Open vijayj opened 11 years ago
Hi Vijay,
I've taken a look and seems like a good start but can you please reply back to this issue when the user stories are complete (filters and pagination) by the end of the week and I will do a full code review then. Thanks!
used parcelable for serialization
Great
Need to add 2.1 more settings 2.2 Ideally with some pagination/scrolling
Check endless scrolling guide to make that easy.
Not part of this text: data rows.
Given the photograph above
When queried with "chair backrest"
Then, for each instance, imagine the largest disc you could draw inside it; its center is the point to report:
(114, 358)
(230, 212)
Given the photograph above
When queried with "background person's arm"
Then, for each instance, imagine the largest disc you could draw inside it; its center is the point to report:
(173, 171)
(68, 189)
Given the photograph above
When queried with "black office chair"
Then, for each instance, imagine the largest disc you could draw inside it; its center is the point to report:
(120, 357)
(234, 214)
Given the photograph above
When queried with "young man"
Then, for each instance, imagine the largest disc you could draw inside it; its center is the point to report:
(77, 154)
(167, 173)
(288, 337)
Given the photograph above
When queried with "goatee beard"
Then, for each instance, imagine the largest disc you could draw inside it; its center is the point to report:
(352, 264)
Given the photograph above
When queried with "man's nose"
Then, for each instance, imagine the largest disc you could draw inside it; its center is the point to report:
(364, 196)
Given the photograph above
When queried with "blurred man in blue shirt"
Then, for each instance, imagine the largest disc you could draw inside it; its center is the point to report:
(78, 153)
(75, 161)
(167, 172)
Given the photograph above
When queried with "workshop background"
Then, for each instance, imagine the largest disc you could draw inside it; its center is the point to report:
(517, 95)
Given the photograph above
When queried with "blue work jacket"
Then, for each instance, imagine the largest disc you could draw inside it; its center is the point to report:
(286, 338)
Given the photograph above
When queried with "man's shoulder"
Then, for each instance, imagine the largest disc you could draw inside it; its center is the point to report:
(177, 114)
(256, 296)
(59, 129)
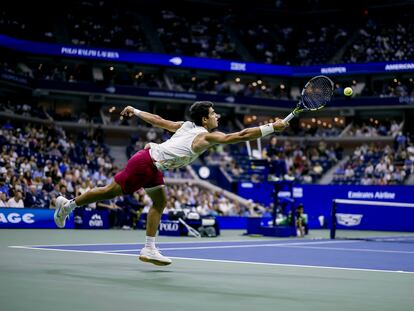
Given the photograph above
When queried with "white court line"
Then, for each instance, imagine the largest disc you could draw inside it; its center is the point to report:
(225, 261)
(349, 249)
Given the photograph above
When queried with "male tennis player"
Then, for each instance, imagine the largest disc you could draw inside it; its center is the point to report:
(144, 169)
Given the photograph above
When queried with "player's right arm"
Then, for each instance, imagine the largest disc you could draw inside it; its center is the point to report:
(153, 119)
(204, 141)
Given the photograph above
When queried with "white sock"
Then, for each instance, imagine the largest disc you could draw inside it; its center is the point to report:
(72, 205)
(150, 241)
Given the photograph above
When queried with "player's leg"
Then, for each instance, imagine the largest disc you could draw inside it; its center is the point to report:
(150, 253)
(64, 206)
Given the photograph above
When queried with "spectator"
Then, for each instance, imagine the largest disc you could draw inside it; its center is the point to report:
(16, 201)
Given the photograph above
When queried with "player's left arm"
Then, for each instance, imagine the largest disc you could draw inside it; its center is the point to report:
(153, 119)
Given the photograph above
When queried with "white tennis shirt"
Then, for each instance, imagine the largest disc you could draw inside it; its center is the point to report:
(177, 152)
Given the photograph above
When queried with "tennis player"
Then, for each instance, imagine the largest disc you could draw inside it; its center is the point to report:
(144, 169)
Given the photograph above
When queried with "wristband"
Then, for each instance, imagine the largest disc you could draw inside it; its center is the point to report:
(267, 129)
(137, 112)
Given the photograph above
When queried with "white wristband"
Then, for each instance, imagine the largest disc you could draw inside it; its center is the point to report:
(267, 129)
(137, 112)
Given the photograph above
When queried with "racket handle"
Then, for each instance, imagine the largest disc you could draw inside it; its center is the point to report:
(289, 117)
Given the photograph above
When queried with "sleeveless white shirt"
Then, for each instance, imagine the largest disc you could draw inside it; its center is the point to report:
(177, 152)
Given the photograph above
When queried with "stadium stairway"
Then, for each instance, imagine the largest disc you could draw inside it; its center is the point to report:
(329, 175)
(119, 155)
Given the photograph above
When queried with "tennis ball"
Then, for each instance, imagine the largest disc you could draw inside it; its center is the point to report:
(348, 91)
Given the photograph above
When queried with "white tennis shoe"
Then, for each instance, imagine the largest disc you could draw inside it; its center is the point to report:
(153, 256)
(61, 212)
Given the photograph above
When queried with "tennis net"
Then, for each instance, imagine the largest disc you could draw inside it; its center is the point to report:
(372, 221)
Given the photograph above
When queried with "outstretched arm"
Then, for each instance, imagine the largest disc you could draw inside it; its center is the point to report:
(207, 140)
(153, 119)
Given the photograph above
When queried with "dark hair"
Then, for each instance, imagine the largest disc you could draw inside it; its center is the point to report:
(200, 110)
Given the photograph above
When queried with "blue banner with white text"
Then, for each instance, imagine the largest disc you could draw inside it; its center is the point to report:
(29, 218)
(201, 63)
(317, 200)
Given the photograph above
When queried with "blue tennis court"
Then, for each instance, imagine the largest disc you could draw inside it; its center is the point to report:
(99, 271)
(384, 256)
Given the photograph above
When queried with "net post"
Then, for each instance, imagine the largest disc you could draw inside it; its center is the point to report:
(333, 220)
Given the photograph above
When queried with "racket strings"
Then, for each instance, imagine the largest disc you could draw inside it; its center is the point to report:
(317, 93)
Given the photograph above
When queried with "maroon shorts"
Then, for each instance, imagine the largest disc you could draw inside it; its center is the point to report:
(140, 172)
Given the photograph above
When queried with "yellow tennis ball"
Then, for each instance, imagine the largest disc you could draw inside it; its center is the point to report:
(348, 91)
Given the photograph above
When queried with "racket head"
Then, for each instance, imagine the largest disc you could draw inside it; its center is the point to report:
(316, 93)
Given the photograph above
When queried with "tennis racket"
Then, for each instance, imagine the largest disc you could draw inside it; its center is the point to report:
(315, 95)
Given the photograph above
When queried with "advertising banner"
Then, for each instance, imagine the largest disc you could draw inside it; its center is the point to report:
(29, 218)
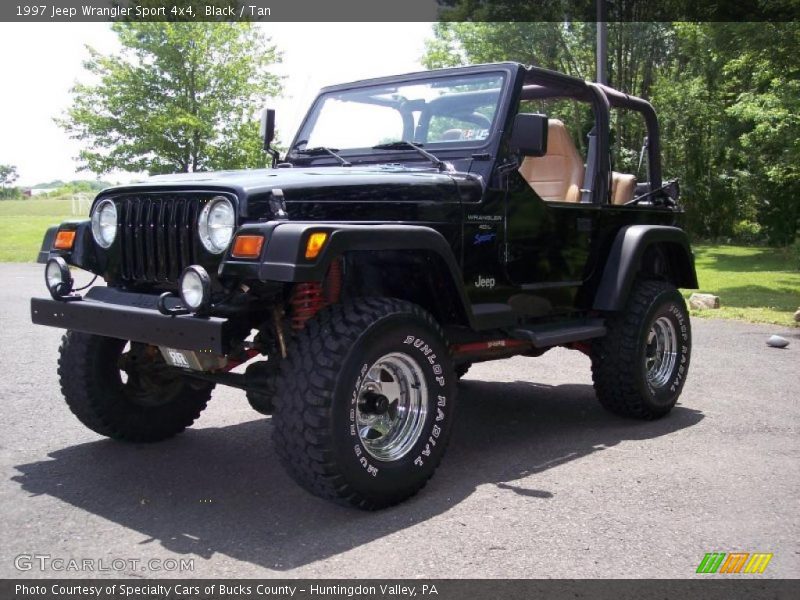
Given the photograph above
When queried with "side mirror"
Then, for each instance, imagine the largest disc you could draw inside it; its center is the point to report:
(268, 133)
(268, 126)
(529, 134)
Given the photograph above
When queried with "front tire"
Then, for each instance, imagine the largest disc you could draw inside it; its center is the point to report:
(639, 368)
(364, 402)
(140, 403)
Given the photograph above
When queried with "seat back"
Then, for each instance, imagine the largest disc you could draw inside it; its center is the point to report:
(558, 175)
(623, 187)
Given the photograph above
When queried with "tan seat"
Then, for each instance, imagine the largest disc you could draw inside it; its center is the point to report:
(558, 175)
(623, 187)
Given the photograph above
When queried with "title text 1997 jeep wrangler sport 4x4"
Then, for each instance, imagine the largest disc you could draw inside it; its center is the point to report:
(418, 224)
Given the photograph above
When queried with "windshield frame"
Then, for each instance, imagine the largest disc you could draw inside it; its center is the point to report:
(507, 72)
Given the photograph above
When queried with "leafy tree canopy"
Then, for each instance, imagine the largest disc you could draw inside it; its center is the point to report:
(179, 97)
(727, 96)
(8, 174)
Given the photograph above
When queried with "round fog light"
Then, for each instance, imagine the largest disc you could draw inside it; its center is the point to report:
(195, 286)
(58, 278)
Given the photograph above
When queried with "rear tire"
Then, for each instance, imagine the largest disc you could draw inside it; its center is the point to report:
(462, 369)
(149, 407)
(639, 368)
(364, 402)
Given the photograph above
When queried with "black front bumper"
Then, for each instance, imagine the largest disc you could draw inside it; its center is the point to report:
(134, 317)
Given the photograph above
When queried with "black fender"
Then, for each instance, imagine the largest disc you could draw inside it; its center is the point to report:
(82, 253)
(625, 260)
(283, 257)
(47, 244)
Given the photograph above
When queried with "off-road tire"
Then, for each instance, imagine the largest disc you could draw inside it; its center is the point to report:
(94, 391)
(618, 359)
(261, 400)
(314, 424)
(462, 369)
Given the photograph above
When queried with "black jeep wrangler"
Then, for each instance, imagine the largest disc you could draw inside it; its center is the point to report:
(417, 224)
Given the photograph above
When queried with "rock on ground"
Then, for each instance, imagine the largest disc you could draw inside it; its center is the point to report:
(703, 301)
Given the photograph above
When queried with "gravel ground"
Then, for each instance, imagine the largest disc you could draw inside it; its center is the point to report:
(538, 482)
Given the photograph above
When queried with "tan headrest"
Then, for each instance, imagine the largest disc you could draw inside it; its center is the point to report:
(558, 175)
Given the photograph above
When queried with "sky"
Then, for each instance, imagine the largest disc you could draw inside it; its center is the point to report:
(40, 62)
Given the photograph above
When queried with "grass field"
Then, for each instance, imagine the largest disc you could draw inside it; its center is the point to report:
(755, 284)
(23, 223)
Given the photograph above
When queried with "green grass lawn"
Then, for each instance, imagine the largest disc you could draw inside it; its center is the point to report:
(23, 223)
(755, 284)
(761, 285)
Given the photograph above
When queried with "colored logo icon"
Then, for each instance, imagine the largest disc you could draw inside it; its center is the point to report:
(734, 562)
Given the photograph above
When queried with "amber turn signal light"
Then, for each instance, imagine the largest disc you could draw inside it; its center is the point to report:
(247, 246)
(315, 243)
(64, 240)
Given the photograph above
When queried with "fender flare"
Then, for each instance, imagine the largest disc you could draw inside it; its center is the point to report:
(625, 259)
(283, 258)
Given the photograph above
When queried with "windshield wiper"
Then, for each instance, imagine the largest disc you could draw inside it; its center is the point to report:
(321, 150)
(406, 145)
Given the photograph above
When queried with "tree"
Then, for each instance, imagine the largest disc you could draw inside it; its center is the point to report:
(727, 97)
(178, 97)
(8, 175)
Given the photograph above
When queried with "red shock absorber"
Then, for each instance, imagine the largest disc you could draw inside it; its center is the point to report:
(309, 298)
(333, 282)
(306, 301)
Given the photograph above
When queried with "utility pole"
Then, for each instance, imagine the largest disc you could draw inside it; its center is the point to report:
(602, 43)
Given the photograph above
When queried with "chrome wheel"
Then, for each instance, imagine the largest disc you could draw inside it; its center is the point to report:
(661, 352)
(391, 408)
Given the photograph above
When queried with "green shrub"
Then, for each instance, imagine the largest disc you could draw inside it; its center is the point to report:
(748, 232)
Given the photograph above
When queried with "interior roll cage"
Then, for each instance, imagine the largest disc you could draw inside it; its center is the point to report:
(543, 84)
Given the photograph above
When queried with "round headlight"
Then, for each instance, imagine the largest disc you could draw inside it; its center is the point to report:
(195, 286)
(104, 223)
(215, 224)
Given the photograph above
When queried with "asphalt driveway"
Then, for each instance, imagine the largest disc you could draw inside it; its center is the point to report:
(538, 482)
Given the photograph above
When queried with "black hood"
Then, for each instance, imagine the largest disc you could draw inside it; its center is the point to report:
(309, 191)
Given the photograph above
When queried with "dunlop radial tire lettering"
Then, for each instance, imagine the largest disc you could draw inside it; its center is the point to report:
(617, 359)
(90, 383)
(316, 390)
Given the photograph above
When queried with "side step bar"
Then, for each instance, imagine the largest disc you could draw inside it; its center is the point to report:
(545, 336)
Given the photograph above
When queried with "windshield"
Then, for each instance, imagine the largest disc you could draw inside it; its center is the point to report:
(443, 111)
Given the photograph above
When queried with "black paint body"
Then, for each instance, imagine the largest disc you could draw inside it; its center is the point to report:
(512, 257)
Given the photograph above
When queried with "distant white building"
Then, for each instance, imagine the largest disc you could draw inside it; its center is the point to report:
(40, 191)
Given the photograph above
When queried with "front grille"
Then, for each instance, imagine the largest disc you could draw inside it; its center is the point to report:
(158, 236)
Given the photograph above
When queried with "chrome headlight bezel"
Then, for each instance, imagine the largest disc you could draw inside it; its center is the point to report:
(209, 232)
(194, 286)
(105, 221)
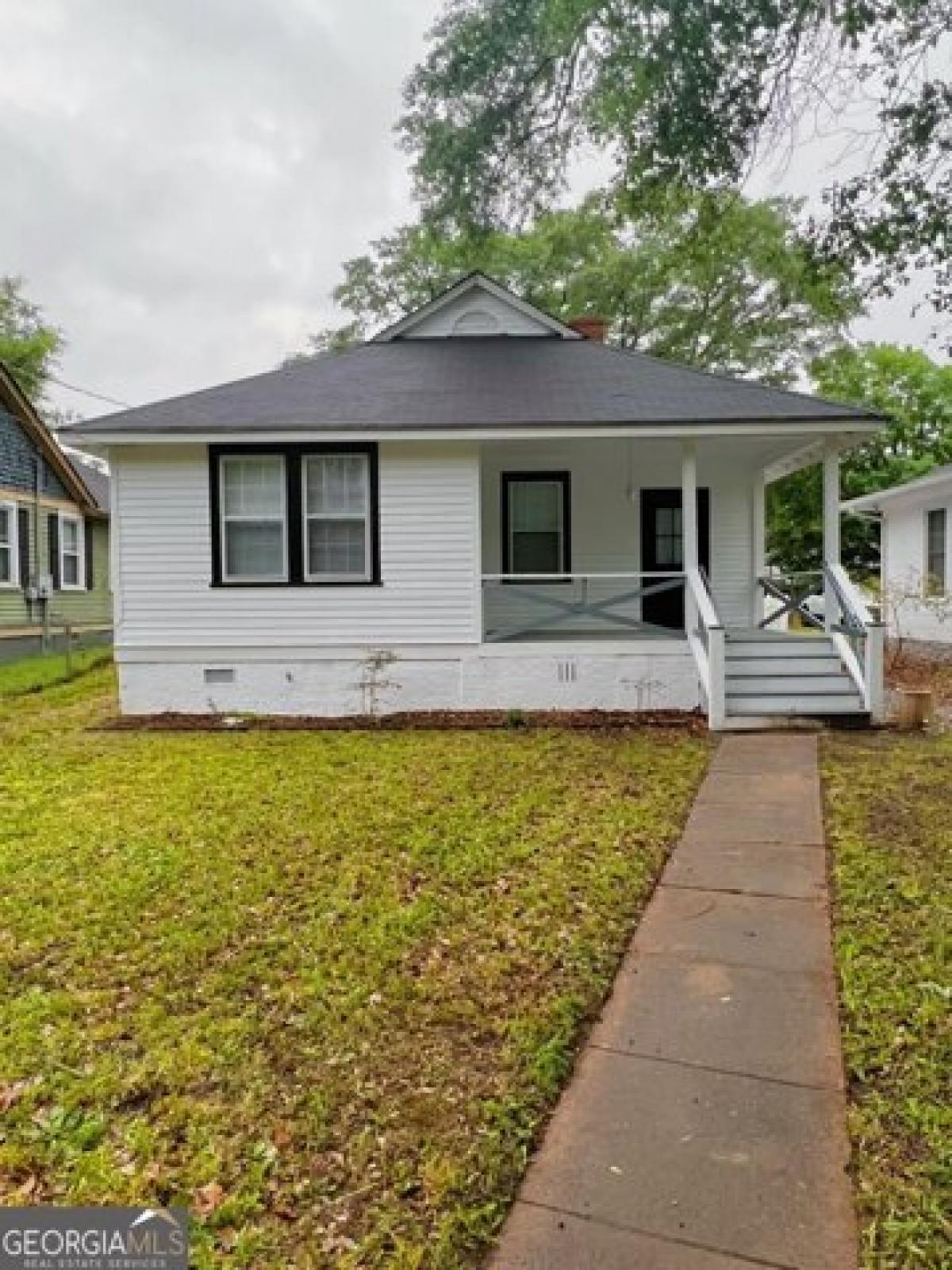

Nathan, Thanks for the extension. I have added the infinite scroll and the rest of settings. Please take a look
/cc @nesquena
Vijay, :+1: excellent submission. A few notes after checking out the code:
Settings
to encapsulate the complexity and move it outside the controllerYou did a great job with this assignment! Also, here's provided a more detailed Project 2 Feedback Guide here which covers the most common issues with this submitted project. Read through the feedback guide point-by-point to determine how you could improve your submission.
Let us know if you have any other thoughts or questions about this assignment. The next assignment (Twitter Client) will be especially important since it introduces the majority of the remaining pieces necessary to build a fully functional API client with complex feeds of data and user creation.
There ideally should be a better spinner that takes a collection and the selected value
Yep I could definitely invision a Spinner third party library that adds several convenience methods.
Thanks for the extension. I have added the infinite scroll and the rest of settings. Please take a look
Glad to see you got it done tonight. Excellent job.
Thanks Nathan for the feedback. Really appreciate it. One thing I find different in android ( as compared to say older windows application or the new ember js) is data bindings. It would be nice to ideally bind the Settings model to Settings view so that changes are propagated by framework from view to model (instead of writing getters and setters).
One thing I find different in android ( as compared to say older windows application or the new ember js) is data bindings.
I didn't mention it yet since it's badly documented but that's essentially what PreferenceFragment is for. Binding the inputs to keys in the persistence store. But in general yeah it is not quite as data binding centric as ember or other platforms. There are third party libraries that attempt some of this like AndroidBinding but none that I find particularly good (at least so far).